En la frontera entre Ciudad Juárez (Chihuahua) y Nuevo México (Estados Unidos) se iniciaron obras para construir un nuevo tramo del muro fronterizo, que busca dificultar el cruce irregular de migrantes. Las labores forman parte de la ampliación anunciada por la administración federal estadounidense en junio pasado.
Las obras se extienden desde Rancho Anapra hasta la garita Jerónimo–Santa Teresa, abarcando unos 11 km de terreno, y en algunos tramos la barrera llegará a 12 metros de altura con doble valla.

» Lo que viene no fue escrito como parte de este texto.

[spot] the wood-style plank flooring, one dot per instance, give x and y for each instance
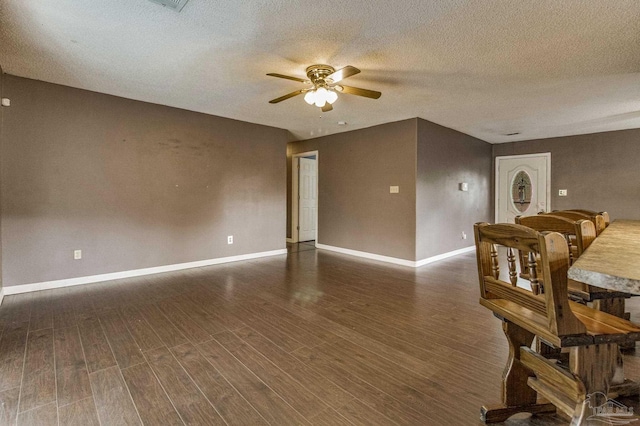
(309, 338)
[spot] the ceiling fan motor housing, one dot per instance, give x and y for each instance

Para permitir los trabajos, las autoridades de Estados Unidos realizaron detonaciones controladas con dinamita cerca de la Sierra Muleros (también conocida como Cristo Rey Mountain), lo que provocó advertencias a la población sobre posibles estruendos cerca de la zona fronteriza.
El Ayuntamiento de Ciudad Juárez emitió avisos para que las personas se mantuvieran alejadas de los puntos de construcción, a fin de evitar riesgos por las explosiones y las labores de maquinaria pesada.

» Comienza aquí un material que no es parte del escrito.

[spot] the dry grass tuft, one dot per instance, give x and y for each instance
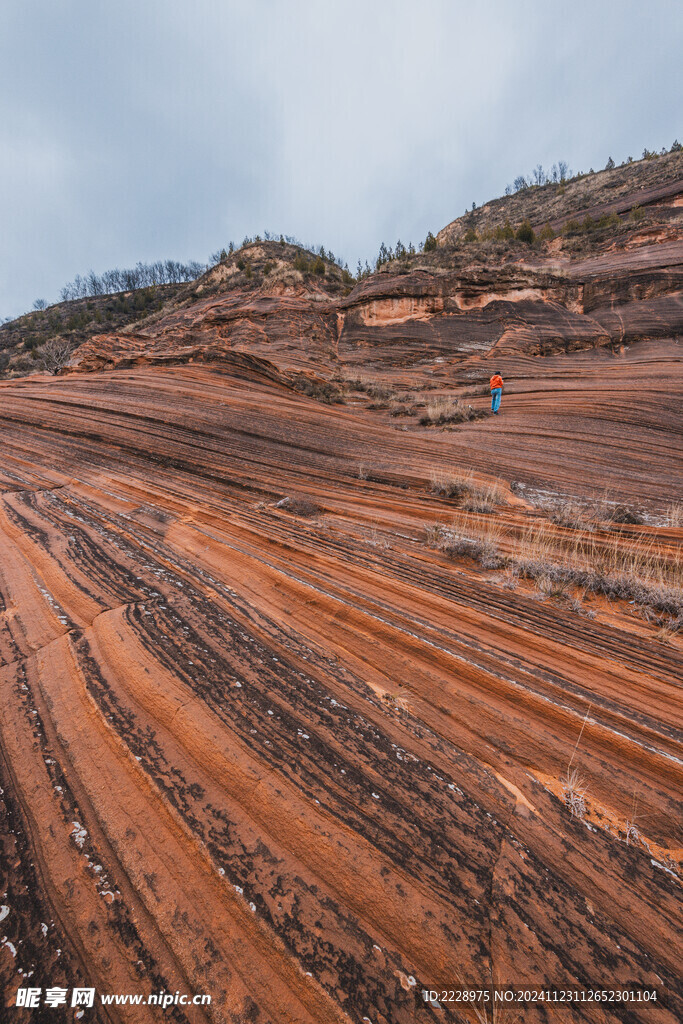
(474, 497)
(443, 410)
(675, 514)
(649, 574)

Organizaciones ambientales han expresado preocupación por el impacto del muro en el corredor biológico entre la Sierra de Juárez y la Sierra Franklin, advirtiendo que la barrera puede afectar gravemente la flora y fauna de la región, al interrumpir corredores naturales que no reconocen fronteras políticas.
Este avance en la infraestructura fronteriza ocurre en un contexto de políticas migratorias más estrictas por parte de Estados Unidos, donde diversas medidas buscan controlar y reducir los cruces irregulares de personas en situación migratoria tanto desde México como desde otros países.